Lames de Kal'adra
Invention, intentionnelle ou non, de la coutelière Kal'adra. Il s'agit d'une paire de ciseaux sans aucun signe distinctif, dont la légende prétend qu'une lame mène à la genèse, l'autre à la destruction. Incapables de l'identifier à coup sûr, les nomades de la Vallée du Vent ont banni cet instrument de leur quotidien.
Depuis l'étroite allée en lattes de bois qui traversait la tourbière, Louis se baissa et arracha une poignée de sphaignes de sa main gantée. L'eau s'écoula en minces filets entre ses doigts. Ces petites plantes de la famille des mousses sécrétaient des acides qui donnaient à l'onde une drôle de couleur rouille, d'où le nom de Marais Rouge dont avait écopé cette région du royaume de Faeril. Personne ne les avait arrêtés quand leur attelage avait passé la frontière. Ils étaient attendus au Bois Doré et les armoiries du cardinal faisaient office de sauf-conduit. Il se redressa et le vieil homme s'appuya avec difficulté sur son bras.
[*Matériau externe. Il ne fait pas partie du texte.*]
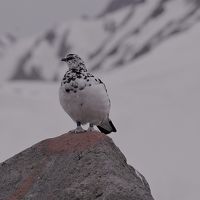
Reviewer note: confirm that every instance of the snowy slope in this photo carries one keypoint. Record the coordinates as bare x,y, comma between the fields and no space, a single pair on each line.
6,42
155,107
107,42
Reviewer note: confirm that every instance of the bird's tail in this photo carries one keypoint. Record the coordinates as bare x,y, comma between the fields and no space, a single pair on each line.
107,127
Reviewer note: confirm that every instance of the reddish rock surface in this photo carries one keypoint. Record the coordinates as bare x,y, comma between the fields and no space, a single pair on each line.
84,166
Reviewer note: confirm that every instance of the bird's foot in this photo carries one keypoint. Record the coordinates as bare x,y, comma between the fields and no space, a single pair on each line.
91,128
78,130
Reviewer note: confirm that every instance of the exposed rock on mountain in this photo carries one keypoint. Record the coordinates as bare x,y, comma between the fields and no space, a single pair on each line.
126,31
84,166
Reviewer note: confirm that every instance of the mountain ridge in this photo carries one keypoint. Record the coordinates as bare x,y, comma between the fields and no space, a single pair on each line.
106,43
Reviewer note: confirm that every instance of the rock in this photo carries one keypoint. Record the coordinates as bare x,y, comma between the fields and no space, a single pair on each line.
85,166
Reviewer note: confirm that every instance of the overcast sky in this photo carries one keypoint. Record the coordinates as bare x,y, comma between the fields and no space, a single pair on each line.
26,17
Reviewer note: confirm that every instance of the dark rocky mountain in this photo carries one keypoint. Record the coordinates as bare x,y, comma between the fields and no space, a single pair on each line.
115,5
126,31
85,166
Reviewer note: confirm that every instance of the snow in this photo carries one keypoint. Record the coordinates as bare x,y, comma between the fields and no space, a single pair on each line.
155,107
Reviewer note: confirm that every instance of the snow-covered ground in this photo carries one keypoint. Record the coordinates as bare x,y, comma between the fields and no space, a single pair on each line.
155,107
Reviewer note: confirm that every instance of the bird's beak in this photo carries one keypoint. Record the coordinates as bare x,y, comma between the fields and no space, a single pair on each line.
64,59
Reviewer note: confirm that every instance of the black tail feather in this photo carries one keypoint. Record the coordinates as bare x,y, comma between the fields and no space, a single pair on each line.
107,127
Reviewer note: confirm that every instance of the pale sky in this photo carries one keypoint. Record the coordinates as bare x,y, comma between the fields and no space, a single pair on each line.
26,17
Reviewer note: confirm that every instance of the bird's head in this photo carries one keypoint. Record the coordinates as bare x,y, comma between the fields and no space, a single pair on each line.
74,61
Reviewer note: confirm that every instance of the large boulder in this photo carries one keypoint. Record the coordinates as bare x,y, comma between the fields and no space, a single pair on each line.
85,166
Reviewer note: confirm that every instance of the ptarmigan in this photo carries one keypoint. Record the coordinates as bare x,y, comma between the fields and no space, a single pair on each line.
84,97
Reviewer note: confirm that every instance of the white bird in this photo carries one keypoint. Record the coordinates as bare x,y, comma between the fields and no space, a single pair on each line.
84,97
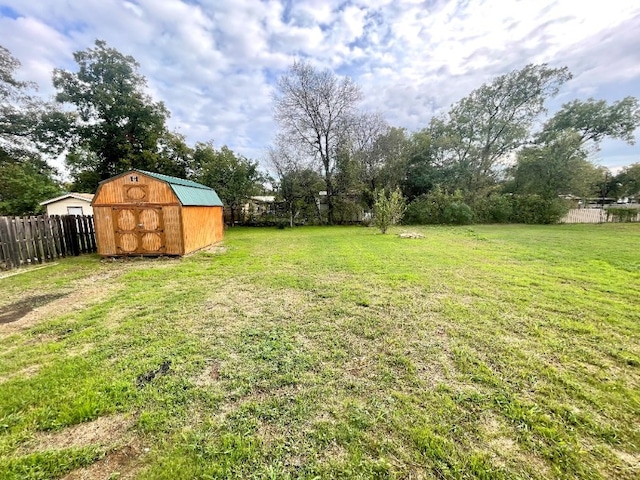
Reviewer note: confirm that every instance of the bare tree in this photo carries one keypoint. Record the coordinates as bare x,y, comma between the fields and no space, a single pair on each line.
313,107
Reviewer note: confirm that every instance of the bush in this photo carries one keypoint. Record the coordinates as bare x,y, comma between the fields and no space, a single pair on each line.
493,209
439,207
457,213
388,211
534,209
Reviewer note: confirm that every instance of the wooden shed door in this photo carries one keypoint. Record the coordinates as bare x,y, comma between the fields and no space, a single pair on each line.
139,230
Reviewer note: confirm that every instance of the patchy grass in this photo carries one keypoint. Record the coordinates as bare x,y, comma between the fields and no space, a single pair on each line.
483,352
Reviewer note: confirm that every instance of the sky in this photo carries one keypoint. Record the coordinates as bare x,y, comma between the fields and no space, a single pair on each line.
215,63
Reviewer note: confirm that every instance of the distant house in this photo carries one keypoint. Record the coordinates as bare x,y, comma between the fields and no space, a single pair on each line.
70,204
259,205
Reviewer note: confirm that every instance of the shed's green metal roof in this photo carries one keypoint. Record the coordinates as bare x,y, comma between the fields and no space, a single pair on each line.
189,193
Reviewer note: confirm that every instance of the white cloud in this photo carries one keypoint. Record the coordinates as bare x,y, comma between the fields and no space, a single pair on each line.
214,62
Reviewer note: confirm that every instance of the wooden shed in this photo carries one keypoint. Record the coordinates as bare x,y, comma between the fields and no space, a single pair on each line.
145,213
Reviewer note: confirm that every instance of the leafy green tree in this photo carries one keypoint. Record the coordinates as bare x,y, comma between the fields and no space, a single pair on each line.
388,210
493,121
559,167
25,177
25,181
234,177
627,182
383,161
116,125
594,120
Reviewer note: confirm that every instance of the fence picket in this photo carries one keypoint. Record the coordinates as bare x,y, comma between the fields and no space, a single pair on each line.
28,240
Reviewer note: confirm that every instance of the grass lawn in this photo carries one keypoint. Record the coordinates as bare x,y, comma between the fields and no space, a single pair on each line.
476,352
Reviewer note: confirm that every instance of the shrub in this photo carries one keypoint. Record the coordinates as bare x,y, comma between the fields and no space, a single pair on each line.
388,211
439,207
493,209
535,209
457,213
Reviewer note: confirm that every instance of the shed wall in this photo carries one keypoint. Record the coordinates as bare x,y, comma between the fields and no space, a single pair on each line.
173,230
143,189
202,226
105,235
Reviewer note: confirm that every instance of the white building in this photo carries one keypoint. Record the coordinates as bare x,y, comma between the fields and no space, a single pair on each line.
70,204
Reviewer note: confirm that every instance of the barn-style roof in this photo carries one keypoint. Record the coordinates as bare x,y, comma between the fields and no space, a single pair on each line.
189,193
87,197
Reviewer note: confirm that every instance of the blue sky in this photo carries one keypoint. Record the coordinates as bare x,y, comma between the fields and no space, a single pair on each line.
214,62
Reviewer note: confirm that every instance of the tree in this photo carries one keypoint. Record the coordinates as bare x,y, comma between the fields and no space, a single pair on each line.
556,168
313,108
25,177
594,120
25,181
628,181
234,177
494,120
116,125
388,210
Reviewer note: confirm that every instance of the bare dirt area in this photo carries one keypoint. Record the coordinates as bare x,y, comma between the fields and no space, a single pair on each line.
124,450
106,431
17,310
26,311
123,463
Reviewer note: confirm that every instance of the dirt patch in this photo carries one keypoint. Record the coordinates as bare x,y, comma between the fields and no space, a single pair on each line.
209,376
56,305
106,431
123,463
17,310
217,249
25,373
633,461
147,377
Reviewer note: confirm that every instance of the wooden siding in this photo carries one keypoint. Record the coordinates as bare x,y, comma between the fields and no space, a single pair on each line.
104,230
125,225
132,189
202,226
173,230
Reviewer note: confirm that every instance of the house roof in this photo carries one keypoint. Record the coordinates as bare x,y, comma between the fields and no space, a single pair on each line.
264,198
85,197
189,193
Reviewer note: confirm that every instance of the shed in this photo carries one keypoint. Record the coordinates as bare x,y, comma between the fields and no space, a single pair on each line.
69,204
145,213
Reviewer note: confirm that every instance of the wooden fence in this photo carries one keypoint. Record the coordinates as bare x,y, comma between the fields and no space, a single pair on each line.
30,240
593,215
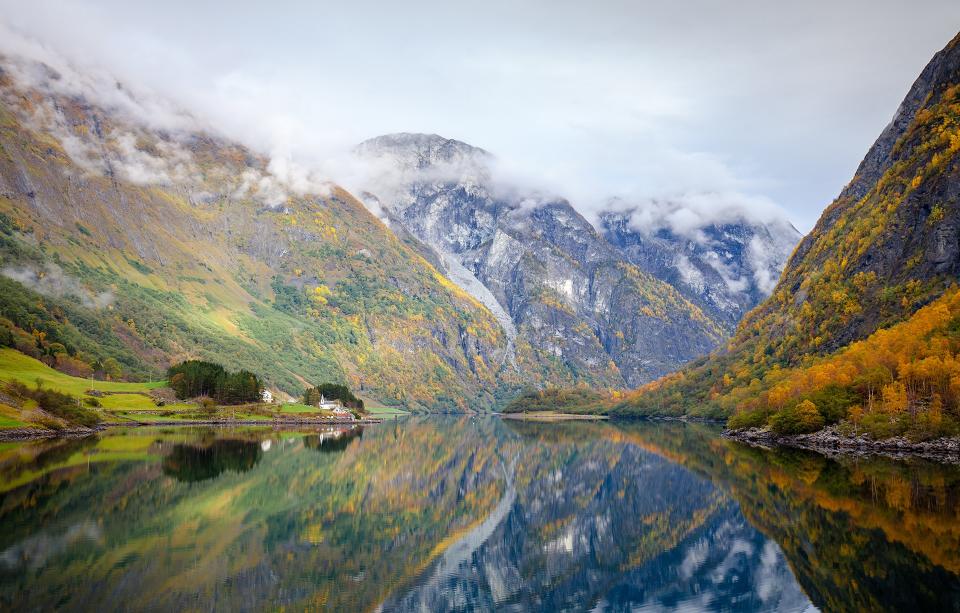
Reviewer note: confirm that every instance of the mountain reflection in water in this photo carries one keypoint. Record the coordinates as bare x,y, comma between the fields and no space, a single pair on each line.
469,514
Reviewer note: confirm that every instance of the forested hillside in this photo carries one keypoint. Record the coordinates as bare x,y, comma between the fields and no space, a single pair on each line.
885,248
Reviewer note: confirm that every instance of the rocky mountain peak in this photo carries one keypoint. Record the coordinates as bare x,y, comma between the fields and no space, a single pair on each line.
422,151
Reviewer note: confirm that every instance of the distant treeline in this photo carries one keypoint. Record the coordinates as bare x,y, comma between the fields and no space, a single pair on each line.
198,378
575,400
332,391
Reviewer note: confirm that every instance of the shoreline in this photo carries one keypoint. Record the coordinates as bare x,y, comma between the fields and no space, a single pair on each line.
15,435
546,416
832,444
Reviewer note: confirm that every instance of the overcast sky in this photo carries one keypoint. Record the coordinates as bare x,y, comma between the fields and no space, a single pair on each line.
772,100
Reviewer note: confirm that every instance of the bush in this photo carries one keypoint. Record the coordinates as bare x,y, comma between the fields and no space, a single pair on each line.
64,406
748,419
800,419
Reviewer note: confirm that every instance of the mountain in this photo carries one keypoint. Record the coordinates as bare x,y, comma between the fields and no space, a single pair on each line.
132,237
726,267
576,307
862,323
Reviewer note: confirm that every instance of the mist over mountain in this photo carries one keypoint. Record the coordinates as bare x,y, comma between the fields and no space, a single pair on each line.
555,281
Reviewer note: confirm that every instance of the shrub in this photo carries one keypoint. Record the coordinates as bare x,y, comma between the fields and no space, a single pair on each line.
64,406
799,419
748,419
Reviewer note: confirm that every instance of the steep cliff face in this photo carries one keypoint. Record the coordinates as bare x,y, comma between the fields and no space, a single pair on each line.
199,249
891,241
725,267
577,309
887,246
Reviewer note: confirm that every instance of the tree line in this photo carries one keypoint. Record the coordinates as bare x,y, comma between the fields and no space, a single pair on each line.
194,378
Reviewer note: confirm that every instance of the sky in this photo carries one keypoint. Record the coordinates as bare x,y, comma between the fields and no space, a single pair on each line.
771,103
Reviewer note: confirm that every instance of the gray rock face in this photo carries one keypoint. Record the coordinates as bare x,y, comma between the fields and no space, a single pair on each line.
580,310
725,268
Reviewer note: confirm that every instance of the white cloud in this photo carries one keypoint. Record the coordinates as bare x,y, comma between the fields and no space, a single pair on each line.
52,281
584,100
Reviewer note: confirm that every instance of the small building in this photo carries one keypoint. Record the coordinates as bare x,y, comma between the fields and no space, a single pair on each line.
328,405
342,412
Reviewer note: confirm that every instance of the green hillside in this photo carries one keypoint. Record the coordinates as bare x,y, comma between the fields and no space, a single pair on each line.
212,257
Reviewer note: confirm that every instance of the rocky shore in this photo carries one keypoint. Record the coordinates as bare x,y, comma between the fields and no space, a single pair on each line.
830,442
26,434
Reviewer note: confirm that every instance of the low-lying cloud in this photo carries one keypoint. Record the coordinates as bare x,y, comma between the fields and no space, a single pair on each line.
53,282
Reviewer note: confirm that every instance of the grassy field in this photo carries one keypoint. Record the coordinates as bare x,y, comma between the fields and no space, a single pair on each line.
130,401
15,366
385,411
118,395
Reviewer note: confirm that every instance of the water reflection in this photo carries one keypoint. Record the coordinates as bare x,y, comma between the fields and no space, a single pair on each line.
191,463
468,514
333,440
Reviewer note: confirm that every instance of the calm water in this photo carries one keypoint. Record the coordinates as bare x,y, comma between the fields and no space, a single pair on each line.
469,514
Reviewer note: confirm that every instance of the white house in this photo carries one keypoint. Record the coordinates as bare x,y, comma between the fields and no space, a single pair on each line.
329,405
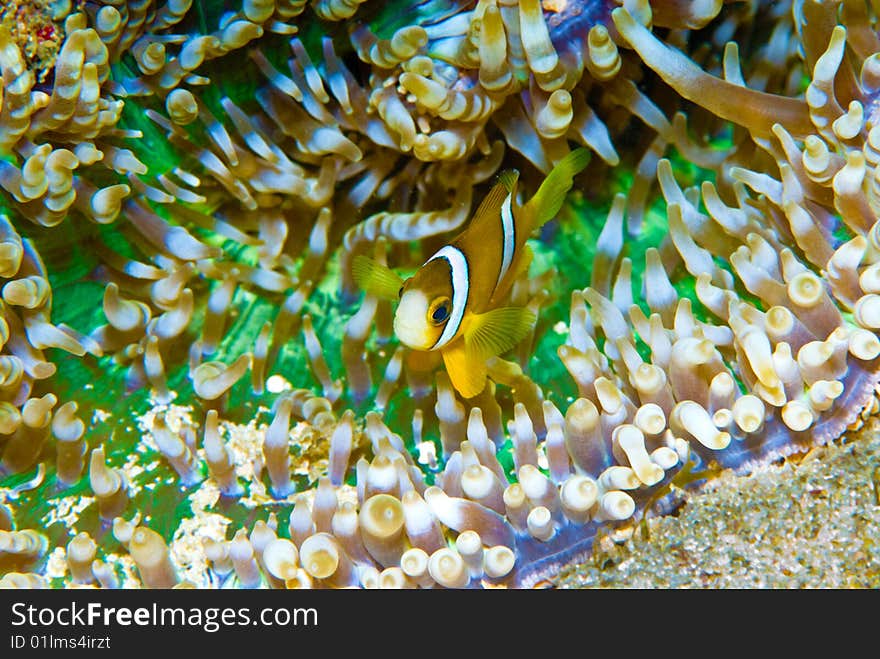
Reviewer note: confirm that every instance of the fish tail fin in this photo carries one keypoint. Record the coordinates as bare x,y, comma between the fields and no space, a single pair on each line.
497,331
374,278
548,199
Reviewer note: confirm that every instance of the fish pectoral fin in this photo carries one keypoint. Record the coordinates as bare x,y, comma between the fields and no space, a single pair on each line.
497,331
375,278
466,370
548,199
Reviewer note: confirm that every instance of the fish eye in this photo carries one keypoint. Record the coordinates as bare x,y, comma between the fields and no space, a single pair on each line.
440,310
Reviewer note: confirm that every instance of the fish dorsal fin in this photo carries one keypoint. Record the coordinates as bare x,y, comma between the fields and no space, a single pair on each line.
497,331
491,205
467,374
375,278
547,201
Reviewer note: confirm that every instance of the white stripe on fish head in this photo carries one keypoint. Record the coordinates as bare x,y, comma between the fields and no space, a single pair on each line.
508,232
459,277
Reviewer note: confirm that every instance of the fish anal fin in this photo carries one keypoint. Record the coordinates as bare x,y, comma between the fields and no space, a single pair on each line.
497,331
466,371
375,278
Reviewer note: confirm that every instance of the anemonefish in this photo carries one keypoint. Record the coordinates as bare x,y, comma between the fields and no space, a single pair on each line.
452,302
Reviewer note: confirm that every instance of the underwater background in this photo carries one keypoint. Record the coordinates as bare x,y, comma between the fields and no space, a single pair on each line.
195,393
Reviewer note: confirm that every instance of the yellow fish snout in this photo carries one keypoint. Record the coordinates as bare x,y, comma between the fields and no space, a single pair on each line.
410,321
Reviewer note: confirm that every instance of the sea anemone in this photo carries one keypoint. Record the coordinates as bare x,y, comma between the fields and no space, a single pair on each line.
205,397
L'aube pointait quand ils empruntèrent une passerelle enjambant un mur de tourbage de presque deux mètres de haut. De l'autre côté, un étroit sentier menait à un charmant petit bourg réputé pour ses artisans et l'accueil réservé à tous les voyageurs : Bois Doré. C'était le lieu de l'assemblée. À la vue du sanctuaire de Ob qui bordait la place du village, Joseph de Montería poussa un soupir de soulagement. Les chaumières s'éveillaient à peine mais les portes du bâtiment religieux étaient déjà grandes ouvertes aux fidèles.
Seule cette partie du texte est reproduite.